The Energy and Transportation segment caters to a wide array of end markets. The segment revenue grew 11% year-on-year to $6.3 billion, as a result of solid growth across all applications except Industrials. The was mainly due to increased demand for its reciprocating engines, aftermarket parts, gas powered applications, improved rail traffic and recent acquisitions in rail services. We expect these trends to carry over into 2019 and drive the segment’s revenue. However, the recent oil price fluctuations, coupled with the Permian basin takeaway constraints, should slightly dampen the demand for its well servicing applications. Consequently, we expect this segment to grow by nearly 8% y-o-y to about $20.6 billion in 2019.

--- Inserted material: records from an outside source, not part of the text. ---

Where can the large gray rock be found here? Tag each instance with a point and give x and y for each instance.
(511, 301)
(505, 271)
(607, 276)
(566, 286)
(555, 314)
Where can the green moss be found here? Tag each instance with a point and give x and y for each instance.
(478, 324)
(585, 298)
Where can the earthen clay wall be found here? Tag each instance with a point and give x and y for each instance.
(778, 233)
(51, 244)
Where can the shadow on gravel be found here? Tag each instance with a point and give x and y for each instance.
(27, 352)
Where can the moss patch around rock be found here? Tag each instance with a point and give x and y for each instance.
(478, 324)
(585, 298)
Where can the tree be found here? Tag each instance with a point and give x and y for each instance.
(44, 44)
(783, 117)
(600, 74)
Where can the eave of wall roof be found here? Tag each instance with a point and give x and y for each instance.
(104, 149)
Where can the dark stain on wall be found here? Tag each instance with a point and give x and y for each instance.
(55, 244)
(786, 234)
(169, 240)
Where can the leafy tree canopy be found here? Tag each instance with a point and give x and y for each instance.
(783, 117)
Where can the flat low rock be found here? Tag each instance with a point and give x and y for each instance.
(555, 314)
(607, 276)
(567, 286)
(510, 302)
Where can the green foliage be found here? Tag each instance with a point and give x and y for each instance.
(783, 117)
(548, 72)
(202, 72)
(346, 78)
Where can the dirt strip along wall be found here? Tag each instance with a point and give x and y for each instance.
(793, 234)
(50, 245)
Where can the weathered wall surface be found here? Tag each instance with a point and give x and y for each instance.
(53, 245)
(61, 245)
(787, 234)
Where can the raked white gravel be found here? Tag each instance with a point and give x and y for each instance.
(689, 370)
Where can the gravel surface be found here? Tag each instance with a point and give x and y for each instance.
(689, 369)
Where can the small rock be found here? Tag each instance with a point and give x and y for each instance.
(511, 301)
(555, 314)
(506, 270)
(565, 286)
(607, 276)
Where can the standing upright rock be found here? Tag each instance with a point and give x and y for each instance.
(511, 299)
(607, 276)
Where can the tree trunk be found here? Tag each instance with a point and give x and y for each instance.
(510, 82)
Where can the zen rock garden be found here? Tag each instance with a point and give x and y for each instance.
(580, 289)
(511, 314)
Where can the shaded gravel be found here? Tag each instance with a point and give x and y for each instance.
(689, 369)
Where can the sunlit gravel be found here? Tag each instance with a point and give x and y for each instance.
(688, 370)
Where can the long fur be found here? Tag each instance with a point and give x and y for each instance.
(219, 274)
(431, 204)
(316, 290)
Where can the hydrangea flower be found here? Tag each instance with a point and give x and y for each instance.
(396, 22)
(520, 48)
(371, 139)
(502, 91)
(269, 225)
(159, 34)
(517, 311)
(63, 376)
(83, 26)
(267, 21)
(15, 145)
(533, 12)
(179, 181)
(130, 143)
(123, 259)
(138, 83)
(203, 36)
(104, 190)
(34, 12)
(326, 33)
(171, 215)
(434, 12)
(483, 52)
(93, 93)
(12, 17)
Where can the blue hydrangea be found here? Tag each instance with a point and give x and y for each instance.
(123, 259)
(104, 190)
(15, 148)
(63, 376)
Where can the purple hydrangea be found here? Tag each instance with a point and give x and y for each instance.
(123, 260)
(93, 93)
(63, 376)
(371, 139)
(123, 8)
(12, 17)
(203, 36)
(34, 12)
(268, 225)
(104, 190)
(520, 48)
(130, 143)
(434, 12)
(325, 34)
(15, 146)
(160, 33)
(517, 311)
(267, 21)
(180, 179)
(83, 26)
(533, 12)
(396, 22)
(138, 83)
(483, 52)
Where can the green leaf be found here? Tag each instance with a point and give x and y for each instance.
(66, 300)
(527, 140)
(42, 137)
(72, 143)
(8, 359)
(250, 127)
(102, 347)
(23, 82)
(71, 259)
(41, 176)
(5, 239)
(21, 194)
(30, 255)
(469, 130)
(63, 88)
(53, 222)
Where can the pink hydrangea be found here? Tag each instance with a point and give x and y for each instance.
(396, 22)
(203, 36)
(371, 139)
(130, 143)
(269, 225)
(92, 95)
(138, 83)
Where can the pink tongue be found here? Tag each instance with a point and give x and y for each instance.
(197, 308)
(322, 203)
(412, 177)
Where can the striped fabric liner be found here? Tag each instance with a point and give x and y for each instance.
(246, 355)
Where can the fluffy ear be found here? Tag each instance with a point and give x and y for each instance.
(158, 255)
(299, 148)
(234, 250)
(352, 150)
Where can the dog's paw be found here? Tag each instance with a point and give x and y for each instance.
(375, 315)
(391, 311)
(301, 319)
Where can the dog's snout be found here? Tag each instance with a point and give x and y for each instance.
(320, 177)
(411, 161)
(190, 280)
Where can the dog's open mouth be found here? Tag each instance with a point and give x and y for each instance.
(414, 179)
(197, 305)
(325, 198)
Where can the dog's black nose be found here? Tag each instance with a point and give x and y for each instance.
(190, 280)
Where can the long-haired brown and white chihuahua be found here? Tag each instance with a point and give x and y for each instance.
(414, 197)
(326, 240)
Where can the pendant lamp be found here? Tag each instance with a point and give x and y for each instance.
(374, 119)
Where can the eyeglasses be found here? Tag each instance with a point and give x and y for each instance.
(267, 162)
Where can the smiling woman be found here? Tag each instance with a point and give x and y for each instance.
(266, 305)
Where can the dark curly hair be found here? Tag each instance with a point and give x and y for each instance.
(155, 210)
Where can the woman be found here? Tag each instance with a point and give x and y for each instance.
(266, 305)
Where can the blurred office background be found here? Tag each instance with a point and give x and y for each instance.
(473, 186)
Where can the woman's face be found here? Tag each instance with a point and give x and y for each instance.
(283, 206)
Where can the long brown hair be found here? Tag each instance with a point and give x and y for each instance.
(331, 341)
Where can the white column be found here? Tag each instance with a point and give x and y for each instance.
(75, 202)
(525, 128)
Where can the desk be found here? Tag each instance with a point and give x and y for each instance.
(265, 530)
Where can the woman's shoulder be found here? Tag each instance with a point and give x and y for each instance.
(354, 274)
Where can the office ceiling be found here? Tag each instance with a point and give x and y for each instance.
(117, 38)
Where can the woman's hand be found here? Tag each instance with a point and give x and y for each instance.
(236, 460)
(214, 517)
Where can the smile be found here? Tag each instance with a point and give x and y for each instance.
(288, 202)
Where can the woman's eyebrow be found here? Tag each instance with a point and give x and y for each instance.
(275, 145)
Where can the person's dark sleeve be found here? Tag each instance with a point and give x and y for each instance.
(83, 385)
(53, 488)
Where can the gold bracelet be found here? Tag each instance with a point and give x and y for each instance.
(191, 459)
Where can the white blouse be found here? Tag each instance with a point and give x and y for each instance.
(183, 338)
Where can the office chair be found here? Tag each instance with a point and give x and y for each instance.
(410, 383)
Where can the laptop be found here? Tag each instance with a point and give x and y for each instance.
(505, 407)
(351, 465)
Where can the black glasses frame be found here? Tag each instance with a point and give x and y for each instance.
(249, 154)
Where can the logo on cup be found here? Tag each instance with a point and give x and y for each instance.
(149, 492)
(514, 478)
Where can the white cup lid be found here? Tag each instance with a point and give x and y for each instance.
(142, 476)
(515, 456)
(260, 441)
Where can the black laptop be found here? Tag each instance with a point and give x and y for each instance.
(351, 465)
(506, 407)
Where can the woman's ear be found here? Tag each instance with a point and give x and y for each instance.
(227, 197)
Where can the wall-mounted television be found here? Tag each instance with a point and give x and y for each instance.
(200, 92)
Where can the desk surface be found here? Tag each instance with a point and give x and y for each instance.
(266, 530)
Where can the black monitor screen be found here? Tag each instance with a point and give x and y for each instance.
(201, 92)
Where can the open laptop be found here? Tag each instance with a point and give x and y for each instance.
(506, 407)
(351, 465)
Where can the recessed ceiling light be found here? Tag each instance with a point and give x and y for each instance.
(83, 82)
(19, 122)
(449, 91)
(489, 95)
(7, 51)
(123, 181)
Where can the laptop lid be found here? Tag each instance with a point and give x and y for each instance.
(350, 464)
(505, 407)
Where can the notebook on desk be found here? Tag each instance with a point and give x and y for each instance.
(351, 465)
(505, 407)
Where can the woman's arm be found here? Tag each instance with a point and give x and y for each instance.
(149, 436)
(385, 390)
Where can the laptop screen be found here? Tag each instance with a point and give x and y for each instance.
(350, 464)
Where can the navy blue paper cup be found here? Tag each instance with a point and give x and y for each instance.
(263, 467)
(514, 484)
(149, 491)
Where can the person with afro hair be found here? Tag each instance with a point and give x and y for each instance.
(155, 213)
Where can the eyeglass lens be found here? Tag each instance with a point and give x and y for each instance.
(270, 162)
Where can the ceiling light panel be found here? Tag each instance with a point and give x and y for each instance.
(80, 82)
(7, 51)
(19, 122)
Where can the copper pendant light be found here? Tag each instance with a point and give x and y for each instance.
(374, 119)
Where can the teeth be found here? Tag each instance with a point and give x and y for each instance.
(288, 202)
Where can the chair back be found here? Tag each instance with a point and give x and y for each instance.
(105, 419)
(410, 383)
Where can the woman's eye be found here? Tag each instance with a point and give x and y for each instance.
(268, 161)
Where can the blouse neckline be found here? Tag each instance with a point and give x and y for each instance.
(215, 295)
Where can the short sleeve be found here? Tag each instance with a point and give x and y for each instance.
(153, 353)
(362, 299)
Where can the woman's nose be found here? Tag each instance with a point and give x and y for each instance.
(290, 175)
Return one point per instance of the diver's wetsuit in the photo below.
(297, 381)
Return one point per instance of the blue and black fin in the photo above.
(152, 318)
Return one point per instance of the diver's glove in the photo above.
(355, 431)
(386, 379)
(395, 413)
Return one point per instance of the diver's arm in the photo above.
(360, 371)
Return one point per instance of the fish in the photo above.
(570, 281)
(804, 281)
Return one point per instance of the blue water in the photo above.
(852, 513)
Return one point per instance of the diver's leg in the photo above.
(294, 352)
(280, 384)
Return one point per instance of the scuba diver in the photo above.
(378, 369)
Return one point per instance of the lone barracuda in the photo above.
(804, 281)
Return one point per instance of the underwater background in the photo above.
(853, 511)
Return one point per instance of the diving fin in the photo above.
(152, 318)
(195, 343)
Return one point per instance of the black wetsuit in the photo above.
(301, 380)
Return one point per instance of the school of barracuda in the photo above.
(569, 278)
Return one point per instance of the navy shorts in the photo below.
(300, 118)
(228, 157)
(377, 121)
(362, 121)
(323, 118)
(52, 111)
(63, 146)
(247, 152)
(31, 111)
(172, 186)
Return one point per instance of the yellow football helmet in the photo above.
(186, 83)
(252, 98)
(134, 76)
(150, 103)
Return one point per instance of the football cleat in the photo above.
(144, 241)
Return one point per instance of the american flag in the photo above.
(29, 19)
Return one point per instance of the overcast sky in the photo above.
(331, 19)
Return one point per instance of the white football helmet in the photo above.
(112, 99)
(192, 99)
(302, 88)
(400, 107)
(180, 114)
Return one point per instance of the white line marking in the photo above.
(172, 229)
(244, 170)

Construction Industries revenue was up 8% year-on-year to $5.7 billion, forming nearly 40% of the company’s net revenues. The strong performance was as a result of the robust demand for its products across North America and EMEA, coupled with significant investments in nonresidential construction, infrastructure, and oil & gas related projects. However, subdued demand from China – largely driven by trade war tensions – and Latin America slightly dampened the segment performance. China accounts for roughly 15% of overall construction industries sales, and we expect this ongoing trade dispute to slightly dampen the segment’s outlook in 2019. Nevertheless, the improved macroeconomic conditions in the U.S. should not only drive increased construction spending, but also boost the housing market. Further, the company believes continued pipeline construction and substantial infrastructure spending – at both local and state levels – should drive 2019 results.